Visité Puerto Príncipe en 1979, en ocasión de un partido de la eliminatoria premundial de la Confederación Centroamericana y del Caribe de Fútbol (CONCACAF). Bajo férreo control de agentes de Baby Doc pude de todas formas investigar un poco del país.
Entonces era una ciudad similar a las más subdesarrolladas de Africa, con una corrupción rampante y el control económico absoluto en manos del uno por ciento de la población, ubicada básicamente en el entorno del barrio Petionville.
Escribí un reportaje, Port au Prince, capital de la miseria, acompañado con mis propias fotos, que para algunos resultaba un testimonio lapidario y demoledor. Nunca imaginé que 30 años más tarde las cosas hubiesen cambiado tan poco.

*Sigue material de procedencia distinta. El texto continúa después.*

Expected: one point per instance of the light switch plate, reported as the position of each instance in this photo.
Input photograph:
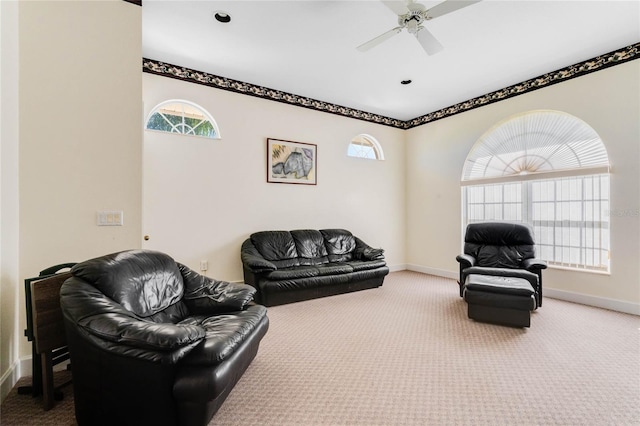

Así lo reflejaba en París la exhibición en la sede de la UNESCO de un documental del cineasta cubano Rigoberto López, con el título de «Puerto Príncipe mío», expresión de la cruda realidad de la nación caribeña de casi 10 millones de habitantes.
Retrato de nuestros días de la principal urbe haitiana, López subrayaba entre otros temas las penurias de sus habitantes para acceder al agua potable, con una mirada respetuosa y sentida.
Como ejemplo, una adolescente que cada día camina dos kilómetros intrincados para luego hacer una larga fila y tener derecho al líquido vital, por el cual pagará. De regreso, cargará dos cubetas de 10 litros cada una para llevar el agua a su familia.
«La dignidad de los haitianos aflora entre la miseria que azota a la ciudad», decía entonces el realizar sin creer, como nadie, que un año más tarde los demonios de la naturaleza se ensañarían con la parte más empobrecida de La Española.
Ahora que todo es drama y desolación, valdría la pena preguntarse si la opulencia de los países más ricos y desarrollados del orbe podrá asimilar lo ocurrido en Haití sin abrir con verdadera generosidad sus bolsillos.
Vuelven las donaciones individuales, los gestos humanos y solidarios de quienes comparten lo que tienen, así sea poco en muchos casos.
Empero, no bastan acciones esporádicas o eventuales. En todo caso, Haití es el «desnudo» de las desigualdades de este mundo, de la insoportable división de ricos y pobres, y también del cambio climático y los desmanes cometidos a la Madre Tierra.